Breaking Down Barriers - Part 4: GPU Preemption

This is Part 4 of a series about GPU synchronization and preemption. You can find the other articles here:

Part 1 - What’s a Barrier?
Part 2 - Synchronizing GPU Threads
Part 3 - Multiple Command Processors
Part 4 - GPU Preemption
Part 5 - Back To The Real World
Part 6 - Experimenting With Overlap and Preemption

Welcome back! For the past two articles we’ve been taking a in-depth look at how a fictional GPU converts command buffers into lots of shader threads, and also how synchronization of those threads affects the overall performance of the GPU. Up until now, we’ve really only been discussing things in terms of how a single application would use a GPU. This keeps things relatively simple, but in reality there’s almost never just one application that has an entire GPU to itself. Instead, the OS arbitrates multiple applications that all utilize the GPU as a shared resource, just like it does for other shared resources like the CPU or system memory. Doing it this way can make things more complex for the GPU and its driver, but it’s really important for enabling responsive multi-tasking between multiple applications that rely on the GPU for rendering (which is something that you even see on consoles these days!). It’s also critical if the OS itself relies on the GPU for rendering elements and compositing them together, which is something that Windows has done ever since the introduction of the Desktop Window Manager (DWM) with Windows Vista. In this article I’m going to talk a bit about the implications that multi-tasking can have on a GPU, and how that can potentially tie back into  multiple command processors.

Fighting Over a GPU

As I was saying earlier, in 2018 it’s no longer a safe assumption that only a single application will be using the GPU at a given point in time. There are web browsers or other productivity applications that might be using Direct2D to render UI elements. There might be streaming or voice chat applications that need to use the GPU to encode video and audio. Or there might be a VR composition service that needs always present to the headset at 90Hz, even if the VR application itself is failing to render at that framerate. Serving multiple applications is probably doable for the older MJP-3000 and its single command processor, at least as long as no single application is submitting a significant amount of work at any given time. It’s pretty reasonable to expect that a little logic in the OS or driver could work for this: the driver could maintain a queue (or multiple queues) in software, and each application could submit their command buffers to this software queue. Then whenever the GPU is idle, the driver can pick a command buffer from its queue and submit it to the GPU where it can actually get executed. So 3 apps might share the GPU like this:

multi_app

Here we have two timelines: one showing what’s enqueued in the driver (on the bottom), and one showing what’s currently executing on the GPU (top). So the red app submits a command buffer which executes for a while, then the GPU goes idle again. Then the green app submits another command buffer which executes for longer, and eventually the blue app submits a final command buffer that completes very quickly. In this scenario our setup works fine: everybody is able to use the GPU when they need it, which means that the latency for any app’s submission is roughly equal to the time it takes to complete the work on the GPU. On the flip side of things, it’s not hard to imagine a scenario where things don’t work out so nicely:

multi_app_contested

This time, the red app decided to really hog the GPU for a while. This caused the submission from the green app to sit in the driver’s queue for a long time, severely increasing the latency from submission to completion. In fact it waited so long that the blue app submitted while the green app was still waiting, causing the driver’s queue to have two submissions queued at the same time. The latency is particularly unfortunate for the blue app, whose submission had barely any work and completed very quickly once it actually had a chance to run. It would be really unfortunate if the blue app was something critical, like the operating system’s composition engine, or a browser that the user is currently interacting with.

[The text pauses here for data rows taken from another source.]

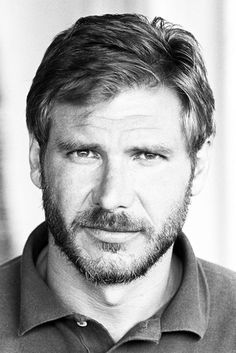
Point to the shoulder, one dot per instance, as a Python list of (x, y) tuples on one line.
[(219, 278), (9, 296), (222, 299)]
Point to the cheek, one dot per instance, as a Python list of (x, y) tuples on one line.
[(163, 192)]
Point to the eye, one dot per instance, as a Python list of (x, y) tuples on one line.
[(148, 156), (84, 154)]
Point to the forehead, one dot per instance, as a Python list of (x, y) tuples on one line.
[(148, 111)]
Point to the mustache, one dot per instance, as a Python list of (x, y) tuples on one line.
[(110, 221)]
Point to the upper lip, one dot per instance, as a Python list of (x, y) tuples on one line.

To properly accommodate high-priority applications using the GPU, what we really want is some form of preemption. We essentially want to be able to interrupt an app’s workload that’s being executed by the GPU, so that we can sneak in the high-priority work without having to wait for the GPU to go idle. With the older architecture of the MJP-3000, the GPU can only be working on one command buffer at a time, and the command processor always executes that entire command buffer to completion. Therefore the easiest way to do this would be to have the OS or driver try to split an app’s submission into multiple smaller command buffers. This would effectively give the driver finer granularity to work with in its submission queue, and could potentially allow a high-priority submission to get in earlier:

multi_app_preemption

This time the driver has split up the red app’s workload into 5 command buffers, and the green app’s workload into 4 command buffers. Having more command buffers means that the driver’s queue is much deeper than before: at worst it now has 7 pending submissions simultaneously queued. However this also gives the driver more opportunities to switch to a higher-priority submission. This time around the blue submission is treated as high priority, which causes the driver to immediately move it to the top of the submission queue, which also displaces the other submissions. Thanks to the smaller command buffer size, the blue submission only needs to sit in the queue for a little bit before it has a chance to run on the GPU. This reduces the latency compared to the earlier case, where each app just submitted a single combined command buffer.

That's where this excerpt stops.